ハヤカワ:私がNewsPicksと揉めたのは、言ってもいないことをタイトルにされたから。新聞的なスタンスなので、チェックはなしだという話だったが、新聞だったら基本的な事実確認があるはず。ジャーナリズムとしても間違っているし、エンタメとしてもマナーがなっていない。どっちのスタンスなのか。
氏家夏彦(元TBSメディア総研社長):私はNewsPicksのプロピッカーをやらせてもらっている。2人の話は、記事のクリエイター側から見たNewsPicks像の話。一方でユーザーから見たNewsPicks像というのもあって、それはまた違う姿に見える。記事の読み方みたいなのが見えてくるのがNewsPicksのいいところ。例えばストレートニュースをどう受け止めて、解釈したらいいか分からないものが結構ある。それに対して詳しい人が「それってこういう意味ですよね」「実はこう書いてあるけど裏はこうなんですよ」とコメントをつけてくれる。僕はメディア担当のプロピッカーとして、メディア系の記事には自分なりのコメントを書くようにしている。僕自身、書いていて勉強になるし、コメントを見ていてもすごく勉強になる。行き過ぎたコメントも中にはあるが、そういうのはどんどん表示させないようにしていけば、かなり質は良くなる。
宇佐美:それが試供品で品評会をしているということだ。
氏家:クリエイターに対してリターンがないのは僕も問題だと思う。
ハヤカワ:NewsPicksのコメントをどう見るかという話もあると思っている。コメントにも正誤があり、そこを含めて読んでねというスタンスだと思っている。
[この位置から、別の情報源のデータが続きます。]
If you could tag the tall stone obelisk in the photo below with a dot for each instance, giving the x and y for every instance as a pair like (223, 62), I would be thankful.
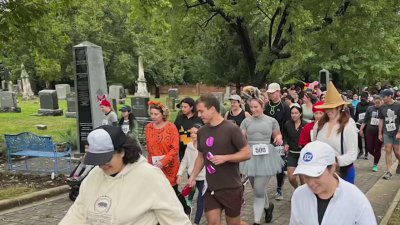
(141, 82)
(142, 96)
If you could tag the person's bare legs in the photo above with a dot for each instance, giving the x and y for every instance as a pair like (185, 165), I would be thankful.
(396, 149)
(388, 156)
(292, 178)
(214, 217)
(234, 221)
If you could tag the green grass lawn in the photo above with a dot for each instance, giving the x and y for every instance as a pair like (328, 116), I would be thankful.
(57, 127)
ただ、そこに対する責任がないのではという意味で懐疑的。
乙武洋匡(作家):最近はいろんな出され方をしていますけど、元々の商売の立て付けとしては、ニュースという素材に対して、それなりの識者や、識者ではなくても独特の視点を持っていて人気を博す方が「この人たちはこんなふうにみている」というの読めるのが魅力だった。僕の周りにはNewsPicksのアンチが多いが、僕自身はそんなにアンチではないが、どちらかと言えばYahoo!ニュースの方が大嫌いだ。全く責任を持たない人間たちが、クソみたいなコメントをただ垂れ流す。最低だと思う。でも、そういう方が好きだという人もいるし、いろいろなものが用意されていることが良いとは考えている。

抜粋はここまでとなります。